Selain itu, kata Yasin. masyarakat adat di Taman Nasional Kepulauan Togean juga mengalami masalah serupa, di mana 19 orang masyarakat adat Saluan kini sedang menghadapi laporan polisi. Mereka dituduh mengelola lahan yang diklaim sebagai bagian dari kawasan Taman Nasional, meskipun mereka telah menempati dan mengelola lahan tersebut selama puluhan tahun, turun-temurun dari nenek moyang mereka.
Olehnya kata Yasin Pihaknya, mendesak agar Undang-Undang Konservasi Sumber Daya Alam (KSDA) segera direvisi, dan Permen ATR No. 14 Tahun 2004 dicabut, karena dianggap merugikan hak-hak masyarakat adat. Mereka juga menuntut dihentikannya perampasan wilayah masyarakat adat dan kriminalisasi terhadap mereka.
“Kasus lainnya terjadi di wilayah Tambang Emas Poboya dan Taman Nasional Lorelindu, di mana beberapa petani juga ditahan atas dugaan pelanggaran di lahan yang telah lama mereka kelola. Masyarakat adat berharap agar semua masalah ini dapat segera ditangani melalui pengesahan undang-undang yang jelas melindungi hak-hak mereka,” katanya.
Tim kerja Komnas HAM Sultenng Edi Sutichno mengatakan, terkait tuntutan masyarakat Adat , pihaknya melakukan koordinasi dengan KOMNAS HAM RI guna mendesak pengesahan Undang-undang Perlindungan Masyarakat Adat.
Terkait adanya Bank Tanah di Pekurehua kata Edi pihaknya akan berkoordinasi dengan KOMNAS HAM RI untuk melakukan mediasi dengan bank tanah di Pusat, sebab Bank tanah di daerah tidak memiliki kewenangan dan mengambil keputusan.
“Kita mencoba mendorong mediasi dilakukan oleh Komnas HAM RI dengan bank tanah di pusat,” katanya.
Sementara Ketua DPD AMAN Tampolore Steven mengatakan adanya bank tanah di wilayahnya tidak tersosialiasi dengan baik. Tanah eks HGU salah satu perusahaan dengan luas 6664 hektare telah habis masa kontraknya dan masyarakat mengambil kembali tanah menjadi haknya.
“Tanpa Kompromi mereka langsung memasang patok-patok, sehingga dianggap pengambilan secara paksa, membuat masyarakat mencabut patok-patok tersebut dan berujung pada pelaporan kepolisan,” katanya.

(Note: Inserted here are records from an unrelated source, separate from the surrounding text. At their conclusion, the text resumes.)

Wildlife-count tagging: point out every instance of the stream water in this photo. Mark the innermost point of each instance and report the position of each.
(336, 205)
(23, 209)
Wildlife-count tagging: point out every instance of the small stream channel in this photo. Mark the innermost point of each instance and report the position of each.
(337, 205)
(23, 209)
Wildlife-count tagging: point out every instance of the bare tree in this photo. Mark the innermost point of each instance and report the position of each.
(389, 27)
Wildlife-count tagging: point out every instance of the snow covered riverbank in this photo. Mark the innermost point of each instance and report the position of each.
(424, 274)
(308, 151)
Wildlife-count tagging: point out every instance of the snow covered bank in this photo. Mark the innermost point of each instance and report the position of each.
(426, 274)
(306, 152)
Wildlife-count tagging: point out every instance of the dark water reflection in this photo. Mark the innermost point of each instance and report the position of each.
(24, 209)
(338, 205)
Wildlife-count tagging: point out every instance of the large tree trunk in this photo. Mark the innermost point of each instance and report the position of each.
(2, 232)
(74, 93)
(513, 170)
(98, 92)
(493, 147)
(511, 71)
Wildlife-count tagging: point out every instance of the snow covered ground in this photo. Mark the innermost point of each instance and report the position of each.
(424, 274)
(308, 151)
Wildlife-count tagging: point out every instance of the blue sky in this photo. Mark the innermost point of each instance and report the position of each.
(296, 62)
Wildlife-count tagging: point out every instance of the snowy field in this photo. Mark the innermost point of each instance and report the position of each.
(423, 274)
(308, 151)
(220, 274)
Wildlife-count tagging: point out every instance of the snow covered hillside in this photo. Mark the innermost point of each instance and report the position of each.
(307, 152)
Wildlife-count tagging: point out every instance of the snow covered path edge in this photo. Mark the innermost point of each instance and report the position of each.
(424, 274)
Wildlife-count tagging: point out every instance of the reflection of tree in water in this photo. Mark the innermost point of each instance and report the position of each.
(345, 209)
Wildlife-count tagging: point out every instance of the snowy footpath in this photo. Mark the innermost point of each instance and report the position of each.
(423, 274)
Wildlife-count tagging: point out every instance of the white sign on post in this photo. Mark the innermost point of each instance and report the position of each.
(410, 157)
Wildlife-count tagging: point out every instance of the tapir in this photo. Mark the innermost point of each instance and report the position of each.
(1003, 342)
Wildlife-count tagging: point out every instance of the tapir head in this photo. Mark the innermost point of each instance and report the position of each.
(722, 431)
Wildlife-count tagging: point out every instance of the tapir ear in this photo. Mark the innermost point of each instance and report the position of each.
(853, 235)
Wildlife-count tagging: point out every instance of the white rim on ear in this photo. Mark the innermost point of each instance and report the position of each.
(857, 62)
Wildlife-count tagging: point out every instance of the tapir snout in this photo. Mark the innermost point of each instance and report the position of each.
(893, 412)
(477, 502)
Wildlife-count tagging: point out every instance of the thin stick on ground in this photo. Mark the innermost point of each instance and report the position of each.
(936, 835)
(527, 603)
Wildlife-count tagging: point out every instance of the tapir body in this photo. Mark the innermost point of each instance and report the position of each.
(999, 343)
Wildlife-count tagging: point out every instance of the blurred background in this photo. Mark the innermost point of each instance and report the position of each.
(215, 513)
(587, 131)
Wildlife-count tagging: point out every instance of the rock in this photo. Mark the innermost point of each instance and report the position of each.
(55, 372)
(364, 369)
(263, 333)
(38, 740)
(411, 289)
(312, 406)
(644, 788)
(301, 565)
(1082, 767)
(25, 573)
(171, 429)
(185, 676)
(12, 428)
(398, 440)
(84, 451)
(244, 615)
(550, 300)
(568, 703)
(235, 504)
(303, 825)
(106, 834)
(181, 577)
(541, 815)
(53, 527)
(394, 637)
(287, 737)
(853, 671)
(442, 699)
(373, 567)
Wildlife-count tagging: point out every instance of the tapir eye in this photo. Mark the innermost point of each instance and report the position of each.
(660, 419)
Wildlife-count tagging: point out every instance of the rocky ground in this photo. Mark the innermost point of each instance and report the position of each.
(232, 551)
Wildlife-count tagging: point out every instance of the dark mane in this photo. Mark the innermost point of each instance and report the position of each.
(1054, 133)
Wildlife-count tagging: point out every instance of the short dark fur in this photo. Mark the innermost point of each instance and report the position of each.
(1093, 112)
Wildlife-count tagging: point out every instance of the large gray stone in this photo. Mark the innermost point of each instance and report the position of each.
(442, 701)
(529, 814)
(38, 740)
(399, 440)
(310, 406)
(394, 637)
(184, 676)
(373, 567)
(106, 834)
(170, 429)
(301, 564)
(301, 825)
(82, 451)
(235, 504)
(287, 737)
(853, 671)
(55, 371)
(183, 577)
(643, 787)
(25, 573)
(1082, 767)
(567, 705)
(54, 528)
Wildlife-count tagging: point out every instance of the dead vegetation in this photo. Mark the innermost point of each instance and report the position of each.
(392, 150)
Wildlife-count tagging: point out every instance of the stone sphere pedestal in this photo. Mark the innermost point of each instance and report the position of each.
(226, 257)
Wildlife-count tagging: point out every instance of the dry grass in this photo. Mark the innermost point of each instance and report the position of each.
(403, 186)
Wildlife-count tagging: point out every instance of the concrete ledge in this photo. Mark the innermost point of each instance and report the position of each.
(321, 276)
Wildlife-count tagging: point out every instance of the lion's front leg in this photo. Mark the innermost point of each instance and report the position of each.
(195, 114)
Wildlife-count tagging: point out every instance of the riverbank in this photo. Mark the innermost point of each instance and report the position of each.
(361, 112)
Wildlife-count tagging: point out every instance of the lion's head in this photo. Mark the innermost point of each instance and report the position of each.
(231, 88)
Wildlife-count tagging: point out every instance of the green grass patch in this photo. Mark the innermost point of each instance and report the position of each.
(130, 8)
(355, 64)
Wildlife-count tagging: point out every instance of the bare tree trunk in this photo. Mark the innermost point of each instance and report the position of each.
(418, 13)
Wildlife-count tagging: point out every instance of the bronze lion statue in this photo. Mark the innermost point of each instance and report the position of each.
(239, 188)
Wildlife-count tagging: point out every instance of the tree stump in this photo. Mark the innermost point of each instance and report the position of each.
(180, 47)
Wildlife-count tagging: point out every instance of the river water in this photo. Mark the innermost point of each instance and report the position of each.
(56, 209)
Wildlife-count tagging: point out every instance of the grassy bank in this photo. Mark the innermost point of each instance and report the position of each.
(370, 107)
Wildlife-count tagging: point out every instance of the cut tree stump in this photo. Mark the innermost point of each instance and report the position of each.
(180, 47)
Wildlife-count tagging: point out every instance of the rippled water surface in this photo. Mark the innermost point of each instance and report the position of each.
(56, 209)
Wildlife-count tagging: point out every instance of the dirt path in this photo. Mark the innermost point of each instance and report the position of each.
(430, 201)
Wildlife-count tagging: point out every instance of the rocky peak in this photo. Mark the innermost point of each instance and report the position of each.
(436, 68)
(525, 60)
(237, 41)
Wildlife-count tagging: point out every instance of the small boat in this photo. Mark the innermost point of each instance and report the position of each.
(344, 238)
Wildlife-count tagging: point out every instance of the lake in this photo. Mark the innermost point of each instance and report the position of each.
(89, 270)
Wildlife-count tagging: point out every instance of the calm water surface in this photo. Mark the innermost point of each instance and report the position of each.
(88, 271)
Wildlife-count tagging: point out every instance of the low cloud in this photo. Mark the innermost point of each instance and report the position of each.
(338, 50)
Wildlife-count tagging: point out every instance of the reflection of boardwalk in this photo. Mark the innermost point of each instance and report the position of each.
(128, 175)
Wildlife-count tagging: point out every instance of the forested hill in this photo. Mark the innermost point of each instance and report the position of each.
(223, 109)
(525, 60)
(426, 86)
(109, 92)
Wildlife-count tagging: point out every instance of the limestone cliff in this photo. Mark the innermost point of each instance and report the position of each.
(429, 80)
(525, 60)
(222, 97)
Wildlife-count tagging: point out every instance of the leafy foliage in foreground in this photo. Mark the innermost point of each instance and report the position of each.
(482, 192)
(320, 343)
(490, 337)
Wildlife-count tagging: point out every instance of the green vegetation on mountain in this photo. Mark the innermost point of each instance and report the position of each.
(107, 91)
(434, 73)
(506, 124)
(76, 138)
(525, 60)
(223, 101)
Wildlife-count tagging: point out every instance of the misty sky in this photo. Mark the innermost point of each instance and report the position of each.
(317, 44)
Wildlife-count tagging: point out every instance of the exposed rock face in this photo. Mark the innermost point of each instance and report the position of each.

Perwakilan masyarakat Tampolore menjadi korban pelaporan kepolisan Cristian Toibo meminta Komnas HAM Sulteng sebagai mediator dengan bank tanah dan bersepakat menolak, selain dari Komnas HAM Sulteng, masyarakat tidak percaya lagi dengan pemerintah daerah Poso.
Sementara perwakilan Solidaritas Perempuan Sulteng Nanda meminta kepada penegak aparat hukum untuk menerapkan dan mengimplementasikan Standar Norma dan Pengaturan (SNP) Nomor 6 tentang Pembela HAM, bahwa Pembela Hak Asasi Manusia (HAM) tidak dapat dikenakan tuntutan pidana atau perdata.
“Jangan lagi ada kriminalisasi terhadap Pembela HAM mempertahankan dan memperjuangkan hak-hak masyarakat,” tegasnya.